Our adaptation of A Fight With A Ghost (Ch5)

I put down my billiard cue and went over to Miss Stonor.

`Look, Miss Stonor,’ I said taking her hand, which was hot and feverish. `I am a doctor and a friend of George. Now tell me all about it, and I will do my best to sort it out.’

She was crying as she spoke. But she managed to tell me that every night since arriving at Woodcote she had been awakened in some mysterious way. She had seen a horrible face looking at her. As soon as she moved, the face would disappear. She believed the apparition only existed in her imagination, and this frightened her even more: she feared she was going mad.

I told her that she had a nervous disorder, and I promised that I would get her a prescription from the village. She told me not to tell anyone, especially George and she went away relieved. But I was not certain that I had made the correct diagnosis of her. You see I had been rather upset myself just hours before. George was away longer than I thought and I was going to go away and find him when I met Mrs Carson.
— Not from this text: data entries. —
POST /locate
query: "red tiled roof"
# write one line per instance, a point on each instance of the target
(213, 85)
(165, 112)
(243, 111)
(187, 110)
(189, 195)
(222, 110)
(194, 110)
`Can you spare me a moment?’ she asked. `I want to speak to you, alone.’

`With pleasure, Mrs Carson,’ I replied. `Let’s speak an hour from now.’

`It is good to have a doctor in the house,’ she said with a nervous laugh. `Now I want you to prescribe me a sleeping pill. My nerves are out of order and I am not sleeping well.’

‘Do you see faces…and such things when you wake?’ I asked.

“How do you know?’ she asked quickly.

`We doctors notice and observe these things.’ I said.

‘I know you might think that I am mad but it is making me quite ill. It seems rather real to me. I didn’t want to mention it to Mr Carson or George in case they thought I was mad too.’